The holotype, GPIT-PV-30787, also known as "GPIT IV", is a partial postcranial skeleton. It was discovered in 1922 and stored in the paleontological collection of the University of Tübingen. It was originally assigned to the species Gresslyosaurus plieningeri. Later, it was considered an exemplar of Plateosaurus, sometimes being used as reference materials for phylogenetic analyses using its name. However, it actually contains several features with more derived sauropodomorphs, which allowed it to be named as the distinct taxon Tuebingosaurus maierfritzorum in 2022. The generic name, "Tuebingosaurus", honors the city of Tübingen while the specific name, "maierfritzorum", refers to both Uwe Fritz and Wolfgang Maier; the former is an editor at the journal Vertebrate Zoology which hosted a Festschrift honoring Maier; its description was a part of this academic event.
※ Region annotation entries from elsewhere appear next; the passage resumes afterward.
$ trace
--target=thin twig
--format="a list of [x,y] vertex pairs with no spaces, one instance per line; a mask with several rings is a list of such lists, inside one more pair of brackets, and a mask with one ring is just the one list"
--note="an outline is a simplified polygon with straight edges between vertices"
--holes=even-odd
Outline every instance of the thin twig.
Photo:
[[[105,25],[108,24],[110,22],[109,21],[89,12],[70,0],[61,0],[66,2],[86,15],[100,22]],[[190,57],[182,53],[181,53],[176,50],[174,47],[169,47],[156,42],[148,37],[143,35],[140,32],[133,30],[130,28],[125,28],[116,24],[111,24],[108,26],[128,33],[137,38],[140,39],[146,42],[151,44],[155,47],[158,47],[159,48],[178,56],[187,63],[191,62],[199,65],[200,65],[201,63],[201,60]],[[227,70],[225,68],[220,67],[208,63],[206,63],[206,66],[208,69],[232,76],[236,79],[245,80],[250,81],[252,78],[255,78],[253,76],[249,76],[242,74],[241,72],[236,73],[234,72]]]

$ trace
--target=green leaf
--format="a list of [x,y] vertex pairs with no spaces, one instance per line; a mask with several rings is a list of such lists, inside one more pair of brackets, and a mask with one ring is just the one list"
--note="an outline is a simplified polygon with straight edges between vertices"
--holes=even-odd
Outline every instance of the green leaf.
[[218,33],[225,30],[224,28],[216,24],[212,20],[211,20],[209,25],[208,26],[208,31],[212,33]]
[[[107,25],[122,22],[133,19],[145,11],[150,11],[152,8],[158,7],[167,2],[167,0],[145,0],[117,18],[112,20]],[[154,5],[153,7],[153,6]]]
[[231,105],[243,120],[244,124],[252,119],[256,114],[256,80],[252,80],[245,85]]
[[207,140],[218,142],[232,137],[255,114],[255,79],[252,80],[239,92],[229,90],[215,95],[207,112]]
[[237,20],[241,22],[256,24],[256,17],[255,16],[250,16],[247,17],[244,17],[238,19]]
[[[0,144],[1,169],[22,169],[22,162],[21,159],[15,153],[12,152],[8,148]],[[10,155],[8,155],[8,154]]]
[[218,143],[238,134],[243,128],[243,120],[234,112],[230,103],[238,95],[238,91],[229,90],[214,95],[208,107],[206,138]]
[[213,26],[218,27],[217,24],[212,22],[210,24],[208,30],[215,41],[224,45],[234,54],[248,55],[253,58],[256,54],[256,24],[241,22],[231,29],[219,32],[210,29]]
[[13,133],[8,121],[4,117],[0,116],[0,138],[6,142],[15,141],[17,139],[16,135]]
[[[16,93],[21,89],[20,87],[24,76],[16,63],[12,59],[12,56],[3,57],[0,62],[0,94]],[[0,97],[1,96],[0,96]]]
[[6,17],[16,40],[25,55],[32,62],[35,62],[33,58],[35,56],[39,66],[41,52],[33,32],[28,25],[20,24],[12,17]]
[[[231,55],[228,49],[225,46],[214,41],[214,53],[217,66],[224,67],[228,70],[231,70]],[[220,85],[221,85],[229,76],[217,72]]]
In their 2025 review of Triassic reptile fossils from Germany, Sues & Schoch claimed that additional review of the holotype revealed that the characters used to distinguish Tuebingosaurus from other sauropodomorphs were based on damaged bones. As such, they regarded the species as a nomen dubium, pending additional research on the material.

== Classification ==
Although its describers only assigned it as a massopodan sauropodomorph, they also performed a phylogenetic analysis which placed it within the Sauropoda proper, possibly close to Schleitheimia.

== Paleoenvironment ==
The Trossingen Formation was originally interpreted as a synchronic deposit of animals, but is now considered to be a constant accumulation of mired carcasses that were deposited over hundreds of years by a river. Other specimens from this deposit include the theropod Liliensternus and several sauropodomorphs assigned to Plateosaurus and several associated names, which are in need of revision.